Dalil Boubakeur. Recteur de la Grande Mosquée de Paris
Publié dans El Watan le 03 - 09 - 2016

Dalil Boubakeur est recteur de la Grande Mosquée de Paris depuis 1992. D'origine algérienne («qui est mon pays», aime-t-il à dire), l'homme, connu en France pour sa modération, est venu ce week-end en Algérie pour assister — en compagnie de deux cadres du ministère français de l'Intérieur et du Culte — à la sortie d'une promotion d'une quarantaine d'imams et une vingtaine de mourchidate qui vont officier dans des mosquées en France. Ces imams poursuivront également des formations dans des universités françaises.
Dans cet entretien, le recteur a donné son avis sur la situation de l'islam en France ; mais il s'est également exprimé, pour la première fois, sur la polémique qui a enflé en France autour de l'interdiction du burkini dans ce pays et sur la création de la Fondation pour l'islam de France que préside l'ancien ministre socialiste, Jean-Pierre Chevènement.
- L'Algérie forme des imams qui vont officier en France. Où en est cette opération ?

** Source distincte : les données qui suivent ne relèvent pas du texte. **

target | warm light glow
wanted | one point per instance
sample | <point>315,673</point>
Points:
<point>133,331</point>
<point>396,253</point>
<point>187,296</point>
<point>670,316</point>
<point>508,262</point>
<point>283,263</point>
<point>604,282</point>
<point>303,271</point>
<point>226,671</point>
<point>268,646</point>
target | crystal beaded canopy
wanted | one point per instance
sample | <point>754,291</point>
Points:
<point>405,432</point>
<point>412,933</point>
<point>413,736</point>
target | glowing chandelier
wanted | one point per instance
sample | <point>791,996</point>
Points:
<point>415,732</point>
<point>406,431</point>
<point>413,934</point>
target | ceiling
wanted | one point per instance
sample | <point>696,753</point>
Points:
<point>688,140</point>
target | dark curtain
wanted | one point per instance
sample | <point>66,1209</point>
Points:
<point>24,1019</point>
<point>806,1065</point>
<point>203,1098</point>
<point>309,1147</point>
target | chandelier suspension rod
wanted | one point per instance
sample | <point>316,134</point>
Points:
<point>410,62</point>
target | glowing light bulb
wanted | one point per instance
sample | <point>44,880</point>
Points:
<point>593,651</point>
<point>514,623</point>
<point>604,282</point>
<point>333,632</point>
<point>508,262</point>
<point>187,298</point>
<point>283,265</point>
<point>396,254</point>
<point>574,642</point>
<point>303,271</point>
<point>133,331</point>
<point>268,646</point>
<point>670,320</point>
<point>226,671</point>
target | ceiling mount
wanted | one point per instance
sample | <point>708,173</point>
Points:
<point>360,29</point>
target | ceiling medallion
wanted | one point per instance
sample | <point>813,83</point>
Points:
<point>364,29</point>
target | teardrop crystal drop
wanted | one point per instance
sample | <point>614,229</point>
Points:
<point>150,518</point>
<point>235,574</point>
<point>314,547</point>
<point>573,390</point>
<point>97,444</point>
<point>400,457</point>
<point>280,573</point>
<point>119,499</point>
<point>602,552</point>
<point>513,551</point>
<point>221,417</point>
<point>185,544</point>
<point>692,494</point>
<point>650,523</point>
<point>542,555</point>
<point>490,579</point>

J'ai tenu à participer, moi-même, à la réception de la quarantaine d'imams formés en Algérie. Des directeurs centraux français ont également pris part à la cérémonie. Selon les accords de l'année dernière, il est question que ces imams aient des notions de la langue française, des notions de la vie en France, de la laïcité, du droit des religions en France. C'est une formation conduite par le ministère (algérien des Affaires religieuses) et la Mosquée de Paris.
Le ministère (de l'Intérieur et du Culte français, ndlr), avec ses collaborateurs et enseignants, voudrait que les imams comprennent le droit et la réalité des conditions de travail pour un imam en France, les associations, les fidèles, les discours, la khotba, etc. Les imams ne doivent pas se mêler de politique. Ils ont pour mission de propager un islam de paix, un islam ouvert à tous ; pour les jeunes et les femmes (des mourchidate sont du voyage). Ils écumeront les moquées en France, là où il y aura des manques.
- Pensez-vous que l'Algérie est le pays idéal pour la formation de ces imams ?
L'Algérie a une longue tradition et des années de rapports cordiaux avec la France. Et si l'Algérie connaît la France, la France connaît également l'Algérie. La France connaît la qualité des professeurs de ce pays, l'islam qui est pratiqué dans ce pays et ses institutions ; puisque la Grande Mosquée de Paris a été créée ici même à Alger et non à Paris. L'islam pratiqué en Algérie est un islam modéré, du juste milieu. C'est cet islam pratiqué par une majorité de musulmans vivant en France, puisque la communauté algérienne est de loin la communauté musulmane la plus représentée en France.
- Mais 40 imams, est-ce suffisant ?
Bien sûr que c'est insuffisant. Il existe environ 2000 mosquées en France. Mais nous n'avons pas les moyens de les pourvoir toutes. Cependant, il y a déjà des imams qui travaillent sur place. Ceux-là ne font pas de bruit, contrairement à certains autres qui se sont improvisés imams et dont on ne connaît ni l'origine ni la formation.
- Franchement, avec tous les événements en France et notamment la percée de courants radicaux, n'avez-vous pas le sentiment que la Mosquée de Paris est inaudible ?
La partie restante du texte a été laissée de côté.